此乃最可避免之代理失效类别。最低可观测栈于发布前安装几无成本,且当有变故时,可省数周之调试。此乃Sapota随每生产代理所附之内容。

可察之失有三

智能体于生产中,其败亡有三,皆结构迥异。非有监测之术,不可察焉。

默然之质渐落。代理之应时日愈劣。语料流移,模型供者更其本重,提示模板得修,用户询诘之分布亦迁。质之损,每周五分之壹,阃奥者两月方觉,是时客报之误已激,信义遂隳。

成本骤增。生产成本较测试预期高出三至十倍。或因生产查询较之测试查询更为繁复,或因特定用户滥用手法,或因多代理配置中某代理频现循环。无请求与代理之成本追踪,则难辨其由。

崩坏相续。器A始逾时。吏B复之。吏C候吏B之效。全系滞若蜗行,然无独器可警。九十五分位之迟滞倍三,然平均犹佳。无踪迹于吏系,崩状不可见。

此等崩状,皆耗真器之实财于吾所察之核。无有必至。

层一:追迹

最小追迹设置,每请求数据:

  • 请求ID,遍历各步骤传递
  • 用户ID,用于成本归属与滥用检测
  • 各LLM调用之输入输出(输入符号、输出符号、延迟、成本)
  • 工具调用之输入输出、延迟及错误
  • 退出之由:成功,至多迭代次数已至,超时,中止

其实现非复复杂。Langfuse、Opik、LangSmith及Helicone,皆以十行之码,裹其LLM之客。其边际之费,约五分之迟滞,及储藏之费,约一成之LLM之费。此二者皆可忽而不计。

吾等多以Langfuse自建为本,此开源,无单次追踪计价,单于小VM运行。若已入LangChain之域,LangSmith亦可。欲简设者,Opik为善。择一而安之,俟启事之先。

实用之效:物有毁坏,其迹可明其处。创者之环代理人,现于迹中为“代理B退出因:最大迭代次数”,较基准多现四倍。无迹则此模式难察。

第二层:指标

以迹为基所建之汇总仪表盘。生产代理所重之指标:

品質之標準:

  • 任务成事之率(指代理达至"成功"之出口,非最大迭代或中止之请求比例)
  • 忠实度得分(若有忠实度之关卡,则追踪其输出)
  • 用户满意(若具反馈收集,则计其赞许率)

性能指标:

  • p50、p95、p99之延迟(平均数隐匿尾部)
  • 每任务迭代次数(高迭代或致循环终止)
  • 工具调用频次

成本指标:

  • 每任务成本(均值、p95、最大值)
  • 每日每用户成本(防滥用与失控成本)
  • 按模型成本(若多模型配置)

可靠性指标:

  • 错误率按错误类型分(暂时的、永久的、验证的)
  • 工具故障率按工具
  • 备用使用率

有八至十二个指标的生产行政台,涵盖所需所见之大部分。
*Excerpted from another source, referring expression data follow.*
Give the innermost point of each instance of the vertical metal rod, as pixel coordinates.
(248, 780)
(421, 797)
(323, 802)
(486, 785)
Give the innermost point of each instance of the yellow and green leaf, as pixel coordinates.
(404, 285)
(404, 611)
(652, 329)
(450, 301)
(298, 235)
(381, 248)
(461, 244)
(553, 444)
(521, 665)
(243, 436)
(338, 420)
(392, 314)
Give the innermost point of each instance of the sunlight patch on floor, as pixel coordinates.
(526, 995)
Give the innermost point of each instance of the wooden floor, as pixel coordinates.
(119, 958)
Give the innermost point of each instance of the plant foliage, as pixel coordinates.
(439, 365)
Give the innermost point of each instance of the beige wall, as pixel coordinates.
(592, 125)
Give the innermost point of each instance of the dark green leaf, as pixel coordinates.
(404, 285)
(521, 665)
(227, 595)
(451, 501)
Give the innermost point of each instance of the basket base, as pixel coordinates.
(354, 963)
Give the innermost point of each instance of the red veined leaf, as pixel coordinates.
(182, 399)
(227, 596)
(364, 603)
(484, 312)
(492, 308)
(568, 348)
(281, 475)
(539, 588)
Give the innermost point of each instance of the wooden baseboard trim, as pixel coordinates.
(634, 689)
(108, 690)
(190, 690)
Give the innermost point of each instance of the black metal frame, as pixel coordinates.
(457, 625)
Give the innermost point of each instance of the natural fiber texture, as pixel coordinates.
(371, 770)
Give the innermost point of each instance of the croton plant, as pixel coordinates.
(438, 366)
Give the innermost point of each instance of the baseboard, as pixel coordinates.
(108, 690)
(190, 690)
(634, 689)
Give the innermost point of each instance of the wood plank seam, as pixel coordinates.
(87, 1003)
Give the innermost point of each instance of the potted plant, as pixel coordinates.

吾辈通常建于Grafana之上,基于踪迹存储,或于Langfuse / Opik / LangSmith的原生行政台构建之。

第三层:警报

仪表盘上的指标有助于探究。警报则在客户察觉问题之前捕捉到它们。

最小警报设定:

錯誤率驟增。若錯誤率超過百分之五於任何五分鐘之間,則發警報。可察突發之故障,由工具停運、模型供應問題,或部署不良所致。

迟滞渐损。若p95迟滞逾越尔之SLA十分钟,则警。能察渐损之由,或增负、或重试、或下游之弊。

超支。若日耗逾预算之阈,则警。能察失控之环、滥用、或模型供者之价变。

质降。若周评分数跌逾五,则警。察客先觉之默损。

要务失应。若外依断路,则警。防倾颓之祸,俟其未倾。

警讯之规五则乃其下限。众司事之能,随团队渐悟所察,积规益多。其不效之式:无警讯之规,曰"偶检仪表盘耳"。

第四层:评估之流

第四层乃离线评估。踪迹示生产之状,评估明其状是否当实。

最小评估流程:

  • 一百至五百之真确评估题,附预期答案
  • 每周定时运行评估题于生产流程
  • 追踪通过率之变迁
  • 若通过率周降逾五,则发警报

吾等以Ragas为众客之度,其能于一试中,算诚信、答之切、境之忆、答之正。百题周试之算费,不逾五钱。

评估之集乃众团队所轻视之物。其当映真实之生产查询分布,非惟工程之师所思用户将询者。欲建良善之评估之集,当俟两星期之生产交通既成,采百实查询,撰所期之答,以之为将来之真凭。每季更新之.

吾辈于创始人之系统所察

启程六周后,吾等施以器测,迹立显:

  • 有独一之器(即路由之器)出,频率较之启程,倍四焉
  • 滞时之p95,自四秒迁至十二秒
  • 每务之费,自四分迁至十三分
  • 变更之始,恰逢彼时基础模型提供者推更新于三周之前

此策迅捷:新模版本解一指令异于旧者,而路由代理频求详释于旧模所直应之请。吾等增二例以砺路由之示。代理止其回环。费与迟复归原基。

既得踪迹,全案之查四时而已。无踪迹时,团队六周不能定其谬。

建议:宜于发布前安装

待观其明而后动之论曰:"吾辈行速,俟发轫后加之。"先于发轫而施之论曰:"后加之费甚巨(逆施之器,失其数,灾变之惊),今施之费几于无。"

至简之栈:

  1. 追踪(Langfuse / Opik / LangSmith):一日可成,于代码中传布请求数。
  2. 仪表盘列八至十二之度:一日可建,于追踪之上。
  3. 五则警律:一日可立,并接于警讯之系。
  4. 评量之管(Ragas + 按时):二日可设,于评量之集,每周行之。

一星期之功。不若排解一桩生产之谜所费之时。

若尔之代理人已投入生产而无痕迹

若汝之团队已发布人工智能之代理,而汝不能以数据应"何以上周响应时变慢",则其隙在可察性。

萨波塔提供一周内可实现的观测性方案,安装Langfuse(或您所偏好的技术栈),对现有代理代码进行监测,构建生产看板,配置警报规则,并搭建评估流程。吾等已为六七代理系统完成此务,多见于未加监测即交付、后始遇神秘生产问题的团队。

通过人工智能工程页面联系吾等。 当下代理栈之状,及所见之问题。首度交谈,常显出缺失之层,及当先安装者。